International career
- 2003: Italy U-20 / 1 / (0)

Managerial career
- 2017–2021: Nola (president)
- 2021: Nola

= Alfonso De Lucia =

Italian footballer (born 1983)

Alfonso De Lucia (born 12 November 1983) is an Italian football coach and a former player who played as a goalkeeper.

==Career==
===Parma===
De Lucia was signed by Parma A.C. from S.S.C. Napoli, as part of the deal of Paolo Cannavaro.
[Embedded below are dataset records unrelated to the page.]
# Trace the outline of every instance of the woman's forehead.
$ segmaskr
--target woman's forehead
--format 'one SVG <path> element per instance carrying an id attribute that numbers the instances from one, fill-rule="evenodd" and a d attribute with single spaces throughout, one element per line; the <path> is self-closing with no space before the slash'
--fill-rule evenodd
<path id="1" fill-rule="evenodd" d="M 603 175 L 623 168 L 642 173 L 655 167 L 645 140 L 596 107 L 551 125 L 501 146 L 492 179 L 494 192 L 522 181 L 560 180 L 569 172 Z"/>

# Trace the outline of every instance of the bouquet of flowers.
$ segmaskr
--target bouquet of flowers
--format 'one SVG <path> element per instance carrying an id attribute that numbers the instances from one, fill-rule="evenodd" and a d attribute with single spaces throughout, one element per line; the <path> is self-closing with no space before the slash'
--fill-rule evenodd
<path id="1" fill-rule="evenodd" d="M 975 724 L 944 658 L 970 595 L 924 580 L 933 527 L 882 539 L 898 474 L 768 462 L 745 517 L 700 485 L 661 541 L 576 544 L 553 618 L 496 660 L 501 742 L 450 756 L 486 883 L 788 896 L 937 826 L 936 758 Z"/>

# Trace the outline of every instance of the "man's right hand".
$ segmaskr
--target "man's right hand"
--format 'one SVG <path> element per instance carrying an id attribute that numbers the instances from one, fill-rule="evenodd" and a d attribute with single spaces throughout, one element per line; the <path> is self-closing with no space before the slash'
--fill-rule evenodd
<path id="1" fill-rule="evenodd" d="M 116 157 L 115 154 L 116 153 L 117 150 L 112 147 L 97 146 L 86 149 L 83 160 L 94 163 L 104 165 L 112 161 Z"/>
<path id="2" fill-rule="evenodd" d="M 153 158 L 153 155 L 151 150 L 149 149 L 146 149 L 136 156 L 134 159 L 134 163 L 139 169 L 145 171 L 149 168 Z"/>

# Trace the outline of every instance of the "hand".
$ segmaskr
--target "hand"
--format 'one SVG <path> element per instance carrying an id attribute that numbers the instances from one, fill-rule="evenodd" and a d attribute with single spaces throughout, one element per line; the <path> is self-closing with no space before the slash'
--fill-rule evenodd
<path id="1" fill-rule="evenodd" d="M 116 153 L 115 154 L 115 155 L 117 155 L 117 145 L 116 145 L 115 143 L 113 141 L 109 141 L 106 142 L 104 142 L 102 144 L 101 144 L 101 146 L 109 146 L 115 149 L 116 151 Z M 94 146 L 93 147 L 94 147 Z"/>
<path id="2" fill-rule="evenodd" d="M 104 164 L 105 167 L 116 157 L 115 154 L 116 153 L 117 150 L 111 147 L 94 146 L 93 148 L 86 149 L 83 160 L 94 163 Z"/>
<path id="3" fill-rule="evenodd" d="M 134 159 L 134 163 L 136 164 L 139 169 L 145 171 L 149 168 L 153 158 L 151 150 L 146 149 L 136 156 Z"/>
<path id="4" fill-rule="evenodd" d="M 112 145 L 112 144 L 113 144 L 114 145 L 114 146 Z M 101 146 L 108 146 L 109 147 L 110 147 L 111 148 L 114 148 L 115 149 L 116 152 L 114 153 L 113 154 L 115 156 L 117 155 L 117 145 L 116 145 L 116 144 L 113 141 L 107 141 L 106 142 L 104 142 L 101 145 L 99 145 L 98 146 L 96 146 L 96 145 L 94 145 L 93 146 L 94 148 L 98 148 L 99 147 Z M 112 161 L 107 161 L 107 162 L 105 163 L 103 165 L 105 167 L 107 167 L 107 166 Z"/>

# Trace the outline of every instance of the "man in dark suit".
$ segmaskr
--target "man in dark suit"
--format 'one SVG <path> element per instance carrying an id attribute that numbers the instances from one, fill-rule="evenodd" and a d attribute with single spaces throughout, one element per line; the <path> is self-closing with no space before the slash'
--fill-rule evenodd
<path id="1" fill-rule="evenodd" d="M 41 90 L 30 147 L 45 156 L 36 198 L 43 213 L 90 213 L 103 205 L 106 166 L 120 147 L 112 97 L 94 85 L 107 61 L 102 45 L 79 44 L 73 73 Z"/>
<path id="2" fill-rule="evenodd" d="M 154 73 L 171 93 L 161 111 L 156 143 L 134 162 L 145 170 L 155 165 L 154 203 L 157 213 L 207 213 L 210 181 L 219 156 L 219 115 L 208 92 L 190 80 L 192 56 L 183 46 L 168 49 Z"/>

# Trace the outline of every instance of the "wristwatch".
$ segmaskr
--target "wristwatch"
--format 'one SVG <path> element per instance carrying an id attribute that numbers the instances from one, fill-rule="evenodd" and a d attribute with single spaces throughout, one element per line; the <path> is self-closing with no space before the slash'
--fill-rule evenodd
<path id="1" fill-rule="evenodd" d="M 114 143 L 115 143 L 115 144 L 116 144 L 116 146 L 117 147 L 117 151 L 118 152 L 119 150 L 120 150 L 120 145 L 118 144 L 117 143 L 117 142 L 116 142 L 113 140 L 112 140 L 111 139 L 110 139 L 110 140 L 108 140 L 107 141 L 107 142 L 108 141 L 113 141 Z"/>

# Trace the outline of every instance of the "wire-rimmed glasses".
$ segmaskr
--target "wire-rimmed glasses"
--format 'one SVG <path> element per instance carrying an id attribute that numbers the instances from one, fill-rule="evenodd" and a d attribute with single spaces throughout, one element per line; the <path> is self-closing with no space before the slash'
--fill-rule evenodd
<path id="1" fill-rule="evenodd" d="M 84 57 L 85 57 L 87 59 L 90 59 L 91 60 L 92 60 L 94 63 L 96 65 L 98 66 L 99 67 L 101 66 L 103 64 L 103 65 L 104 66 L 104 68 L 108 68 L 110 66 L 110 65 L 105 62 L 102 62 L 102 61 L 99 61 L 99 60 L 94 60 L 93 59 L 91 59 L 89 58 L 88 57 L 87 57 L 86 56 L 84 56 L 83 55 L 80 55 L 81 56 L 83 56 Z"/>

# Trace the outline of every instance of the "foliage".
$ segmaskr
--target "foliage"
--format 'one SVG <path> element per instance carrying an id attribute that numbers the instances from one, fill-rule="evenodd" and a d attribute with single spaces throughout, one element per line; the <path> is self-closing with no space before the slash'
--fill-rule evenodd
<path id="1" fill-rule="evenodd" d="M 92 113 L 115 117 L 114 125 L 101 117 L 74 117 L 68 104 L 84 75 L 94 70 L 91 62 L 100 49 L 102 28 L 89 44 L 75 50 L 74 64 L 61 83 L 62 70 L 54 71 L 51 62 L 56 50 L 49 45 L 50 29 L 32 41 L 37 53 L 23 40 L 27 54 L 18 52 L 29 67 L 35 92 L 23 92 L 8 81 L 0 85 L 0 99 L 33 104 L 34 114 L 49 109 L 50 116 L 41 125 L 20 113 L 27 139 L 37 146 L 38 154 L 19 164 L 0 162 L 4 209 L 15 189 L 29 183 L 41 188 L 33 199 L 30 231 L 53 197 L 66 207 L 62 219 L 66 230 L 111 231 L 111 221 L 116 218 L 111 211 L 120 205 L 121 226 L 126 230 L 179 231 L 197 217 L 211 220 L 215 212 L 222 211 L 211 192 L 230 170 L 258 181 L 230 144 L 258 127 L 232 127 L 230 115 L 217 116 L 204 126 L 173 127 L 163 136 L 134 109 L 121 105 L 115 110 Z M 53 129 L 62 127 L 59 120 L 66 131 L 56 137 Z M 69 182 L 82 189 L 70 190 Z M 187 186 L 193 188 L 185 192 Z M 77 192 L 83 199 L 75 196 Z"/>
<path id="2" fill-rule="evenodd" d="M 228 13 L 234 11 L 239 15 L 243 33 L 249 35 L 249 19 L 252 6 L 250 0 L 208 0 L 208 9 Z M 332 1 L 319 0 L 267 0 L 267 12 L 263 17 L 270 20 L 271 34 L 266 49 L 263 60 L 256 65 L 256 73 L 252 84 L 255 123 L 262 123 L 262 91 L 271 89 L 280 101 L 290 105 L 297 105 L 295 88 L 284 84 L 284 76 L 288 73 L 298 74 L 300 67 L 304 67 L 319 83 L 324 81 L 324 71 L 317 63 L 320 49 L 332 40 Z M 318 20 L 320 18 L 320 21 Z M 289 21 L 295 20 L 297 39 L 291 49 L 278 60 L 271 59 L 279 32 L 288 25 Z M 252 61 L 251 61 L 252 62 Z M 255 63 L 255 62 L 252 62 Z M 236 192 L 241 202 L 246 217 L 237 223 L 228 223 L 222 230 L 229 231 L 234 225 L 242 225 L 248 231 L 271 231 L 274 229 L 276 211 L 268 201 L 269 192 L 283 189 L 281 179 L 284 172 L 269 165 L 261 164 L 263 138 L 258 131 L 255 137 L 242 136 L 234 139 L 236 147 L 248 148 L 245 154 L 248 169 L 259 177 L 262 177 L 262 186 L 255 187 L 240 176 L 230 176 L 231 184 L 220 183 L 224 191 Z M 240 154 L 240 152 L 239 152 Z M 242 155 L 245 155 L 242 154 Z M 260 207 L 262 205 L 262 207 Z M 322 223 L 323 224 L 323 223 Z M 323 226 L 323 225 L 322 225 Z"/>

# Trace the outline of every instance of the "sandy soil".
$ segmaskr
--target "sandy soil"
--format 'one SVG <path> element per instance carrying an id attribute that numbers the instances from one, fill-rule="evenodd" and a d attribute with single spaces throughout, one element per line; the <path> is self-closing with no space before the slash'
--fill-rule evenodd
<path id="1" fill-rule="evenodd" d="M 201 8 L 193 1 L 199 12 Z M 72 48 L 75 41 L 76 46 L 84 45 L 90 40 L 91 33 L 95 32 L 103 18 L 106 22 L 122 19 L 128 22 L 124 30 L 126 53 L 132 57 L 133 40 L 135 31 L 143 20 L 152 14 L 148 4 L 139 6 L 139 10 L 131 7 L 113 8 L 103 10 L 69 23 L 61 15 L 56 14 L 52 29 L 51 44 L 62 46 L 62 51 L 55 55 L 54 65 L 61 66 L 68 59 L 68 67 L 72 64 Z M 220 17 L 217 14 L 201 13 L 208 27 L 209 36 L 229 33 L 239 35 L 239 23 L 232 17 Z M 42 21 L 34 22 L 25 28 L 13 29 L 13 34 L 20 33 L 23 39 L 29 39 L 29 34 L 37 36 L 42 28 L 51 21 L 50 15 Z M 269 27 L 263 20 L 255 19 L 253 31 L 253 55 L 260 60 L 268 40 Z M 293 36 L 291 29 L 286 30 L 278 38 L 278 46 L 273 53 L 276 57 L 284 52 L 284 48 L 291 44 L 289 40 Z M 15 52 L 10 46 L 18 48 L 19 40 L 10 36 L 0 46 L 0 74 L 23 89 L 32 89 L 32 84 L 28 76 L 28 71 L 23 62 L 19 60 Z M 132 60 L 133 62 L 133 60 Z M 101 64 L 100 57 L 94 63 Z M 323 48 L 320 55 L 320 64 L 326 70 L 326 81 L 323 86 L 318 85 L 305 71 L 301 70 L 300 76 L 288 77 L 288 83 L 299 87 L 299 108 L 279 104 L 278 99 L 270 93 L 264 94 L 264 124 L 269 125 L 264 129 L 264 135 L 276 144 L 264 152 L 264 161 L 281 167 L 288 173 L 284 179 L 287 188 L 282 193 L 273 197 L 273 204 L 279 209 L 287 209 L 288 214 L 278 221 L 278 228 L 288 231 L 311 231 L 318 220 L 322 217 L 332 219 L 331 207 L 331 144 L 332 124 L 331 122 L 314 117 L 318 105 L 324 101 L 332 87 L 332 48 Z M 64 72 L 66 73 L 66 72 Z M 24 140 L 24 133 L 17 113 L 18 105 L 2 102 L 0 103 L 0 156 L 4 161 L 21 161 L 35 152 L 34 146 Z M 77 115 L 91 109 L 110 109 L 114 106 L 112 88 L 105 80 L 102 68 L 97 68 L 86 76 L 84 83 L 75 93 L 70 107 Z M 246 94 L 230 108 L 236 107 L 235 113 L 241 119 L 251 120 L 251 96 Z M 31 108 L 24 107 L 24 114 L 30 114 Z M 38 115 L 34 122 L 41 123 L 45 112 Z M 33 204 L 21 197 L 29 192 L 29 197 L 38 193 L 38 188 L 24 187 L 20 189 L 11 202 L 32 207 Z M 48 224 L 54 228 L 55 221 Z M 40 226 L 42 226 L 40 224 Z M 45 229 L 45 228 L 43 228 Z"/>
De Lucia made his professional debut as a replacement for injured Cláudio Taffarel during a Serie A league game versus AC Milan on 30 March 2002, at the age of 18. The following season, De Lucia did not make any appearance, being later loaned out to Serie B side Salernitana for the 2003–04 season. After his return to Parma in July 2004, he served as a reserve for veteran keeper Luca Bucci, also managing to play 17 more games in three seasons.

===Livorno===
On 13 July 2007 De Lucia moved to Livorno. He played the 2007–08 season again as a reserve, this time behind Italian international Marco Amelia. After Livorno's relegation to Serie B, which persuaded Amelia to leave the club, De Lucia was promoted as first-choice goalkeeper and served as a regular in the 2008–09 campaign that ended in a prompt return to the top flight as playoff winners. In 2009–10, Livorno signed Francesco Benussi and Rubinho as backups for De Lucia. They played 16 games in Serie A.

De Lucia became the backup of Francesco Bardi in 2011–12 Serie B.

He was banned for 5 months in 2012 due to involvement in match-fixing scandal.

In January 2013, he was loaned to Nocerina.

In June 2013, he was banned for 6 months due to suing the chairman of Livorno without authorization. In 2014 his contract with the club was terminated.

===Monza===
In January 2015, De Lucia was signed by Lega Pro struggler Monza.

==Coaching career==
Upon his retirement in 2017, he was chosen as president of his hometown club Nola, which was promoted into Serie D at the end of his first season in charge. On 20 August 2021, he was hired by the club as its head coach. He resigned on 17 November 2021 after a series of poor results.